Inspired by THE OUTSIDERS, BOOK TITLE depicts the fine line between love, hate, and self-loathing that is also prevalent in LOOKING FOR ALASKA by John Green and Sara Zarr’s STORY OF A GIRL.   The topics of violence, hate, and strained ethnic tensions are timely considering the impending threat in Ukraine and the recent discovery of pressure cooker bombs in a teen’s storage unit in Minnesota.

Don’t mention the timeliness of your book. By the time it finally sees shelves (~2 years), it won’t be timely for those reasons anymore. I’m not a huge fan of comp titles, but if your manuscript is really a good mixture of those, then you can leave it in. What I really want to see is the “love, hate, and self-loathing” IN the text of your query, though. And by that, I mean I want it to be evident that those are themes of your book without you stating them. Show, don’t tell.

Below is the first chapter of FORGIVENESS.  May I send the completed manuscript?

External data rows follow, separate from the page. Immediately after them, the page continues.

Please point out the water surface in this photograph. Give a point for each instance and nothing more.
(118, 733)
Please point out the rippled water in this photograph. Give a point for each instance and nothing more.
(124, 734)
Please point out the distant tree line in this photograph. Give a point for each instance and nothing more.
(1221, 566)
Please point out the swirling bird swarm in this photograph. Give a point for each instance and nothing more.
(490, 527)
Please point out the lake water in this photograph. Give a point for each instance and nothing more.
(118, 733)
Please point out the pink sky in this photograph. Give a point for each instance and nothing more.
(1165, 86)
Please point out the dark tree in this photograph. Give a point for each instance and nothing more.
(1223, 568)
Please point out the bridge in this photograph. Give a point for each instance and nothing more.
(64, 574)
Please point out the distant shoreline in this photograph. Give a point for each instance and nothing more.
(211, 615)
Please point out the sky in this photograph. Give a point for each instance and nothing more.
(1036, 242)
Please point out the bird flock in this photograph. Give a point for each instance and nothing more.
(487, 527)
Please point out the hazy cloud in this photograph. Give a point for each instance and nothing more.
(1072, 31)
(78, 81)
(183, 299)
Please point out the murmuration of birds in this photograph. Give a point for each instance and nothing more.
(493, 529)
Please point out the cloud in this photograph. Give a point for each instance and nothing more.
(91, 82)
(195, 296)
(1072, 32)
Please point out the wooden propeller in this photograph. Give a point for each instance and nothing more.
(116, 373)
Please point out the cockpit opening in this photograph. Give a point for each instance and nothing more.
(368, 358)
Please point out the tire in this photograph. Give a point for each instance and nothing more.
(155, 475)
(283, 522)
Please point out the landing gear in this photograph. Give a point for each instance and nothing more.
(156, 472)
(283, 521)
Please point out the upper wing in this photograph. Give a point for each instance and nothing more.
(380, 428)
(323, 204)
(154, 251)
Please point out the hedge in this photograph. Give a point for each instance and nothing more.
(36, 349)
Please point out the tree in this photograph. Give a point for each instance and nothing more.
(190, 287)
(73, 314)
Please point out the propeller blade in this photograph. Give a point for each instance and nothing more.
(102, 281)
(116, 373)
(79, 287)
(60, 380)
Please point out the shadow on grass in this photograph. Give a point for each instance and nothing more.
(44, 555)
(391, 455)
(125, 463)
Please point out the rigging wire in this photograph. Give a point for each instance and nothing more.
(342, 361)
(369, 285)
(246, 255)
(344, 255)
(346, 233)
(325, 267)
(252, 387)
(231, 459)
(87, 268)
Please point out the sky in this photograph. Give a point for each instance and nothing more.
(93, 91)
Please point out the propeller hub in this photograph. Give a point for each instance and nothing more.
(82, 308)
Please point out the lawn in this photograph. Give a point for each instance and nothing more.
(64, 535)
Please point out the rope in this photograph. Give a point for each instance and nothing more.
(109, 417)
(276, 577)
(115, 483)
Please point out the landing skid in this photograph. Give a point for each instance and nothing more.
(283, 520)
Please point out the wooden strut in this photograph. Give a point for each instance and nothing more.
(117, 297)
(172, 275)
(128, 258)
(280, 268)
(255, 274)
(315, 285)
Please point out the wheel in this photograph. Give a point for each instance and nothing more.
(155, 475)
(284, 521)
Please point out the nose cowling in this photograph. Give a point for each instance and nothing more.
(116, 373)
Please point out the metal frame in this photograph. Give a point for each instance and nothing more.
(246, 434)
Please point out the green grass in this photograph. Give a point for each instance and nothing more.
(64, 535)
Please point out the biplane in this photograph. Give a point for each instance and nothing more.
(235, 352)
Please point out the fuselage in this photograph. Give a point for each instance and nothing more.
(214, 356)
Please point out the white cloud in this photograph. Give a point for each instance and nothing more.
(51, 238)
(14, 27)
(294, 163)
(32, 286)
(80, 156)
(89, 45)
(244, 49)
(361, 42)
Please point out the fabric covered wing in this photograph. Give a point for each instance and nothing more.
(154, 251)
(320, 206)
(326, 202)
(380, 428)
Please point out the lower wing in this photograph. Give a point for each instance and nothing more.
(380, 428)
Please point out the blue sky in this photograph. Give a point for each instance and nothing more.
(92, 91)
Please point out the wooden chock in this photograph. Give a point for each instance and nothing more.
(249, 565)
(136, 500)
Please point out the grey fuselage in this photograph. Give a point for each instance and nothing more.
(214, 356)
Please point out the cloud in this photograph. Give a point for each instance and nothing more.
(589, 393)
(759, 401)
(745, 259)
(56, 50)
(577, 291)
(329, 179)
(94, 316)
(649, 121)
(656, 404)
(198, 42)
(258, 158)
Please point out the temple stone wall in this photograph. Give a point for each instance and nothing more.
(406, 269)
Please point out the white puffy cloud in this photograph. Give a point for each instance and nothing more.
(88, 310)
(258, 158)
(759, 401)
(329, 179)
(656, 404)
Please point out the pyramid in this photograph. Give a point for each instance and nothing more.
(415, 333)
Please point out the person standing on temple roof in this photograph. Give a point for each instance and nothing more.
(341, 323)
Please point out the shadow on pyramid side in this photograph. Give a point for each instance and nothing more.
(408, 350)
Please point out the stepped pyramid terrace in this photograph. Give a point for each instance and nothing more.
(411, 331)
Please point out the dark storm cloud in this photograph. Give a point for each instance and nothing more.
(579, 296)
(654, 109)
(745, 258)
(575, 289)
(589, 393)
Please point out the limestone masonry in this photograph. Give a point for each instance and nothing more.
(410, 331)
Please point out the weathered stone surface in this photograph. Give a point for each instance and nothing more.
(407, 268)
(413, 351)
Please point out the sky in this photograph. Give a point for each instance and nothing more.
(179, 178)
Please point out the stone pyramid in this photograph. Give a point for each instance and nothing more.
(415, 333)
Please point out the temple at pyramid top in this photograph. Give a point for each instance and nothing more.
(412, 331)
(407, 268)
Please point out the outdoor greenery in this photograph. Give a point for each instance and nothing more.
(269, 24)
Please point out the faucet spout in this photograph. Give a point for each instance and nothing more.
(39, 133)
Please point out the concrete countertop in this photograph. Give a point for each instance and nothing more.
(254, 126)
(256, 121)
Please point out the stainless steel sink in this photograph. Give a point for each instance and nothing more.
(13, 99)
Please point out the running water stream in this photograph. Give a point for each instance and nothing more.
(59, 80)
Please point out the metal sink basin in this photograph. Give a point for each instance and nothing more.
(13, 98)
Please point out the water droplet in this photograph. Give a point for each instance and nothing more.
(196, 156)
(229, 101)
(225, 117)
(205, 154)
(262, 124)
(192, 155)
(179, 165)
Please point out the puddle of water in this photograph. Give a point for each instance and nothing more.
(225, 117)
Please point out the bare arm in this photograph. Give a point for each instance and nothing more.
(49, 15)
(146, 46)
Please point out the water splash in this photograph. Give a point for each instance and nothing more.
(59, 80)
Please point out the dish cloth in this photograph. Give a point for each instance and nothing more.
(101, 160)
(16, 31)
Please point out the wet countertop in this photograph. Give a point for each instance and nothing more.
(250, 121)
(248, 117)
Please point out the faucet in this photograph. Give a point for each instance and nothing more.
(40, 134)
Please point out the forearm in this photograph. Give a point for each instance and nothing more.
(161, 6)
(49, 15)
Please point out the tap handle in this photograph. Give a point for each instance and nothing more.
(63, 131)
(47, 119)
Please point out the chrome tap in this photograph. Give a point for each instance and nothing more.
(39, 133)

I don’t mind the “may I send” part because it sounds cordial to me, but I’m not sure how a New Yorker would feel about it. “Thank you for your consideration” is the standard way to finish. If they want a full or partial, they’ll request it.

Sincerely,

[redacted]

I want to know what Tess is doing, what changes, why she does what she does, what’s at stake, and what’s getting in her way. I just wrote a post about Characters, Obstacles, and Goals. Read it, revise, resubmit, and I’ll take another look at it.

And do let me (and the other readers) know if you get requests for partials or fulls so we can rejoice with you!

Readers, please share any additional feedback you have, but note that comments are moderated, and if you don’t have anything constructive to say, or if you’re playing the troll, your comment will be deleted.